A racionalidade epistêmica produz saber falível, estruturado por proposições, no qual a linguagem comparece sob a forma de enunciados assertivos. Entram nesse saber a sentença com significado, e o sentido pragmático de atos de fala referenciais/predicativos. Conhecer fatos é também saber que juízos correspondem a eles, se eles são verdadeiros ou falsos. Trata-se de um saber decorrente da pretensão de verdade, suscetível de crítica e de fundamentação. Ele produz crenças cuja racionalidade repousa na capacidade de dar razões, no contexto de justificação, o que leva à aceitabilidade racional. Visto da perspectiva objetivadora da 3ª pessoa, é um saber falível, mas da perspectiva dos participantes, ressalta-se sua aceitabilidade racional e não sua verdade. Esse saber pode ser exposto, pode ser aplicado, com ele aprende-se.

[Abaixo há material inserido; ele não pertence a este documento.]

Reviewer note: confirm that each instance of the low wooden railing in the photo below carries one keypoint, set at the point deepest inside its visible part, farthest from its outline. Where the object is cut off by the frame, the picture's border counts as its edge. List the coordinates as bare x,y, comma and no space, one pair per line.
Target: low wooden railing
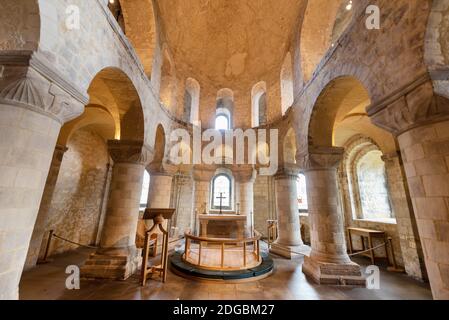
220,244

Ele tem um pé na ação e outro na linguagem dada a sua estrutura proposicional. O saber se processa através de formas simbólicas, pode ser confrontado com a realidade, é falível. Como ele é guiado pelo sucesso nos procedimentos experimentais, aprende-se também pelos erros.
A racionalidade teleológica é produto da intenção de levar a cabo uma atividade com meios escolhidos e aplicados, que guiam a ação para o êxito. Demanda informação, processamento inteligente, construção de modelos, atividades essas estruturadas sob a forma de enunciados intencionais.

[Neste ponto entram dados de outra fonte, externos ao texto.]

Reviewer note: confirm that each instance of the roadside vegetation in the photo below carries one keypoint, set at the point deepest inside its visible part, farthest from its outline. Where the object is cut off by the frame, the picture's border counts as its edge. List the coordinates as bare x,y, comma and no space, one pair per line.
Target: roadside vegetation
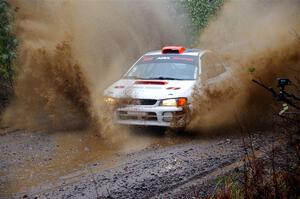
277,173
200,12
8,48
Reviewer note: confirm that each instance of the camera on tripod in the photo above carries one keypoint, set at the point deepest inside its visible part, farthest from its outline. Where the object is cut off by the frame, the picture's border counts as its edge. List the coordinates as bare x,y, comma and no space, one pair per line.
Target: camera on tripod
282,82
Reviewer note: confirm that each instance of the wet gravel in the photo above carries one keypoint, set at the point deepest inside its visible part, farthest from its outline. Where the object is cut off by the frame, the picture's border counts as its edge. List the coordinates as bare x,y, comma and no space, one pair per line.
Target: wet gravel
153,172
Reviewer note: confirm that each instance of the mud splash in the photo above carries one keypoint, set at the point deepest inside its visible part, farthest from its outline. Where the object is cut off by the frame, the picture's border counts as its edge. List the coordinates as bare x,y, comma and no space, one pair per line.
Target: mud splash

O quarto tipo é a racionalidade comunicativa que visa e produz entendimento através da intersubjetividade, situa-se no mundo da vida e refere-se a um mundo objetivo comum. O uso comunicativo desdobra-se em três aspectos: representação de estados de coisa, estabelecimento de contacto e expressão de intenções. A "fórmula" do agir comunicativo pode ser resumida como "entender-se com alguém, a respeito de algo". A pretensão de verdade de um ato de fala pode ser sustentada pelo discurso, como se alguém estivesse reafirmando: "o que eu disse é verdade". Há uma relação interna entre a racionalidade de um ato de fala e sua possível justificação, e tal se dá "somente no marco de argumentações nas quais as pretensões de validez sustentadas implicitamente com um ato de fala, só podem ser tematizadas e submetidas a exame, enquanto tais, através de razões" (2002a, p. 108).

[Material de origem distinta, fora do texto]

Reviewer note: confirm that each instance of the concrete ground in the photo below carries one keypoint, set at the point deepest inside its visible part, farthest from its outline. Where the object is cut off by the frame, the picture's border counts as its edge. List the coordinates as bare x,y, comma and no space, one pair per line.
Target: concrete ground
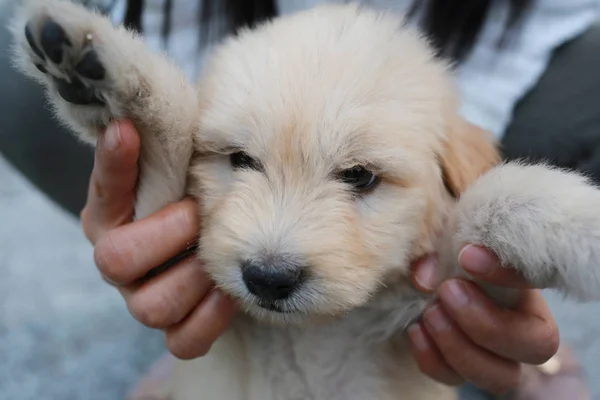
65,335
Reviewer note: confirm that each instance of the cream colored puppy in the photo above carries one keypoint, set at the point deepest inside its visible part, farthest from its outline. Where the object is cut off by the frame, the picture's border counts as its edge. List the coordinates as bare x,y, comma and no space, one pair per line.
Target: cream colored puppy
326,152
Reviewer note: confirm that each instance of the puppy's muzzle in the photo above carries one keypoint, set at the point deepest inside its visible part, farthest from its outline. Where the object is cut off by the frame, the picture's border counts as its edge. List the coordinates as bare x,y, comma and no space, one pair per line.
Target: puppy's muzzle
272,278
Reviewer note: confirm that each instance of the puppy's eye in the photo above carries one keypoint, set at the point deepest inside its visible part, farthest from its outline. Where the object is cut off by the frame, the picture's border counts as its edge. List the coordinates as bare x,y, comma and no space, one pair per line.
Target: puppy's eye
360,178
242,160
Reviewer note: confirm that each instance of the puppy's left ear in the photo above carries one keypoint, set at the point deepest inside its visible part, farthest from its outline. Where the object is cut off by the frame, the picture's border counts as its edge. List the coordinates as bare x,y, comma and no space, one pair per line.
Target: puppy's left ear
468,153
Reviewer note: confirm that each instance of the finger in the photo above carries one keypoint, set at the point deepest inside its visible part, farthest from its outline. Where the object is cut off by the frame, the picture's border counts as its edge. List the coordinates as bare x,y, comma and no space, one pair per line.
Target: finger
111,193
424,274
527,334
195,335
429,359
168,298
481,263
473,363
127,253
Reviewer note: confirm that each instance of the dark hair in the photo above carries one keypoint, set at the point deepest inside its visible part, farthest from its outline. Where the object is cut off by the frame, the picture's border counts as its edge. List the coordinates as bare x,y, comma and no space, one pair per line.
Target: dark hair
452,25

Com isso Habermas sustenta a diferença entre objetivos ilocucionários e as intervenções no mundo, e permanece a tese da diferença entre ação comunicativa e ação estratégica. O entendimento habita o telos da linguagem, mas, como os atos de fala pertencem a uma rede do mundo objetivo, eles podem provocar efeitos perlocucionários. Porém eles não perdem suas pretensões de validez e por isso diferem dos atos com uso teleológico e epistemológico. A força ilocucionária de um ato de fala assertórico, que é um fator pragmático, "não está intrinsecamente conectada com este tipo de sentenças usadas monologicamente" (2002a, p. 110), e que têm uso epistêmico.
No uso comunicativo os fatores pragmáticos e as pretensões de validez fazem parte do significado do ato de fala. Já no uso enunciativo e intencional, a ausência de força ilocucionária não provoca perda de significado, pois nesses usos não-comunicativos, requer-se o conhecimento das condições de verdade e não a troca de pretensões de validez. Assim, um ato de fala assertivo, por exemplo, implica posicionar-se através de uma afirmação com a pretensão de validez de verdade, bem fundamentada, garantida, à qual se chega por boas razões; um ato de fala intencional como uma promessa, implica seriedade, razões boas o bastante para sustentar a intenção de cumprir a promessa.